MARCH 2019


STEPHEN'S PLAYLIST

ANNE MARIE'S PLAYLIST


STEPHEN TO ANNE MARIE:

SB: What is your favorite song?

AM: It’s gotta be rezlo “Enjoy The Ride” but Aphrodite by TRESOR was a close second. Aphrodite has this Bestfriends meets John Mayer thing I really love.

SB: Have you heard any of these tracks before?

AM: Only The Japanese House which is a band I’ve just gotten into - I’m a little jealous that you beat me to that one.

SB: A) What is your favorite album of all time? B) What (in your opinion) is the best/greatest album of all time?

AM: I was going to say my favorite album was Random Access Memories just to beat you to the punch but...I have a heart. These are really hard questions for me, considering that I’m fairly sentimental about everything. I don’t think I have a favorite album. I think I have albums that stick out in my memories now because I realize they were important to me at these quantum life shift moments that I didn’t realize were happening at the time.

Continuum by John Mayer came out when I was in my first year at Syracuse and I have so many wonderful memories with that album playing in the background. There’s really nothing like the first year you spend out on your own in the world, especially in a new city. Many of Mayer’s albums move me but that one and Battle Studies have the most. Same thing for for channel ORANGE in New York in 2012. My Brooklyn friends and I were hoodlums and goofs with dreams but, man, we had each other and that was all we needed. Mumford & Sons’ Babel takes me back to Paris in early 2013. Red Pill Blues reminds me of Christmas 2017 and the early months of 2018. Paul Desmond’s From the Hot Afternoon I discovered on a recommendation last year and that album just kills me. In general, there’s always one mainstream album slaying me during the day while an obscure album is slaying me at night.

Because of my obvious over-sentimentalism I feel I can’t even make a statement about greatest album of all time in an objective/technical sense. That said, I would love nothing more than to surround myself with more knowledgable music aficionados and hear them constantly debate it.


ANNE MARIE TO STEPHEN:

AM: What is your favorite song?

SB: It was really close this time around. Got it down to Grey Area and Hug Me and then had to play both on loop for about 20 minutes to decide. In the end, got to give it to Grey Area cause it just puts me in a vibe that I'm thoroughly enjoying right now. 
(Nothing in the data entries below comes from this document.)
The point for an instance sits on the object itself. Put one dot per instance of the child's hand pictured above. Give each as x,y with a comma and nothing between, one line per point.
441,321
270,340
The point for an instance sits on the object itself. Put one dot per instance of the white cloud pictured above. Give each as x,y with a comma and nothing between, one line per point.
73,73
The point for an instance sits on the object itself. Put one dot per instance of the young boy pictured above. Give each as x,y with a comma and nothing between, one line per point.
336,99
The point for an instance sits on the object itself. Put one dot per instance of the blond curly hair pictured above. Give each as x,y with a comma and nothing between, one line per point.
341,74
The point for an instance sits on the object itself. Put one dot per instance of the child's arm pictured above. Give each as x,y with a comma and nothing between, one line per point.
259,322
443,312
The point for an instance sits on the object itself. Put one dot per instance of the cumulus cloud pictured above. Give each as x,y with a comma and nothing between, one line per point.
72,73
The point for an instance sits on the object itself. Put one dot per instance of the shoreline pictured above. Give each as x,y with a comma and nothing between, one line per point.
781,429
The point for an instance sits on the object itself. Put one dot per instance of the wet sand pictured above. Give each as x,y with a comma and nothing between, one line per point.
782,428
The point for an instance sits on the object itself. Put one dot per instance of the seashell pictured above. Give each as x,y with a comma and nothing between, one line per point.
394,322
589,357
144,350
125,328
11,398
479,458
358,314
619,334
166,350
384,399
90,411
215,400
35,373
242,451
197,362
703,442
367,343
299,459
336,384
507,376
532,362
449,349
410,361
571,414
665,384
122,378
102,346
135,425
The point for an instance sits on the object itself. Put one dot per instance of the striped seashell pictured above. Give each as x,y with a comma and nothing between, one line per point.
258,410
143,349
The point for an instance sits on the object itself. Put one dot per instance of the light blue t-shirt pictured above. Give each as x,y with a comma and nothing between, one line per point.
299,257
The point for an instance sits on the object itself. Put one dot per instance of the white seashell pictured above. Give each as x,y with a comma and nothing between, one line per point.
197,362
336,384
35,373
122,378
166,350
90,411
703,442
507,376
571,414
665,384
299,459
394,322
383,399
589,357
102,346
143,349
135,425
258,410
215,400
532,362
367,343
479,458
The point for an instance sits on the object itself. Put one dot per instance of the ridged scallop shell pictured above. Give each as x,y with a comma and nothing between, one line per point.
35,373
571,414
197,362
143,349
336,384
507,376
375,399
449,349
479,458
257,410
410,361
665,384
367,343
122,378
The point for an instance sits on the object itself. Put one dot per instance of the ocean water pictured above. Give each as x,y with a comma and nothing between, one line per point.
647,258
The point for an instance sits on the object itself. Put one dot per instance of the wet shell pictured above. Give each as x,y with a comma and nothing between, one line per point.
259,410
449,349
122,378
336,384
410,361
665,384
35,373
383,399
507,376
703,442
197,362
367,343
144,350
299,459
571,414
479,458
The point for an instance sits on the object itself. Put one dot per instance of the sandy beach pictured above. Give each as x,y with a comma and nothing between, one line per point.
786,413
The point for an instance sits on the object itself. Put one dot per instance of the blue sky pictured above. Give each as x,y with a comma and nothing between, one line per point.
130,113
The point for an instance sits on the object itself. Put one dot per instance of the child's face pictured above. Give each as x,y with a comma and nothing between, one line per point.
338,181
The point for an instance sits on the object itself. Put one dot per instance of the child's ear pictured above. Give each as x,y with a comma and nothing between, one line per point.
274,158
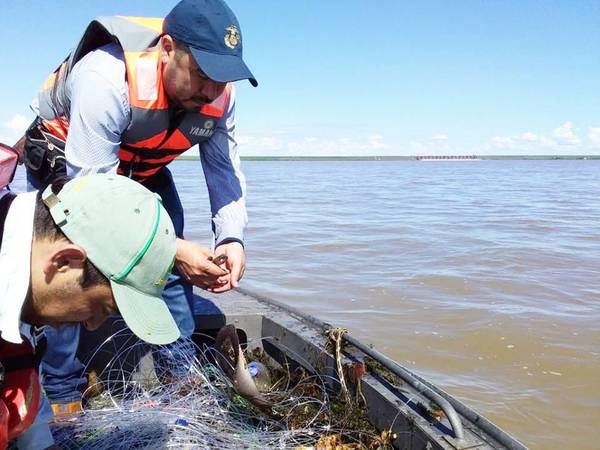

AM: Have you heard any of these tracks before?

SB: This one I'm really mad about. The only one I've heard is The Carol In Her Eyes. It was the 17th and last cut song on my March playlist and I am so very much regretting it right now. It's such a weird, melodic, beautiful song that I'm so disappointed in myself. But a huge nod to you and glad they made it to a KC list!

AM: If you could take a top notch, lights out lecture course featuring one genre of music, which genre would it be? Follow up, who alive in music today would you want to teach it?

SB: I feel like you already know the answer to this and I'm going to do my best not to launch into a 20-paragraph obsessive monologue. The first answer would be electronic music, mostly because it's something that I think I could eventually achieve on my own in the late nights while the city sleeps. Side note, I'm planning on getting FL Studio in the near future and starting to dabble in beat making. Stay tuned for that.

Who would I want to teach the class? Well, Thomas and Guy-Manuel of Daft Punk, of course. Not just because I'm obsessed with their music, but mostly because their music technically sits within Electronic, but they pull inspiration (and sounds) from all genres and all decades, so if they were to teach me, it would be a much more wholistic approach rather than someone who's just been producing 3-layer 808 loops for a few years.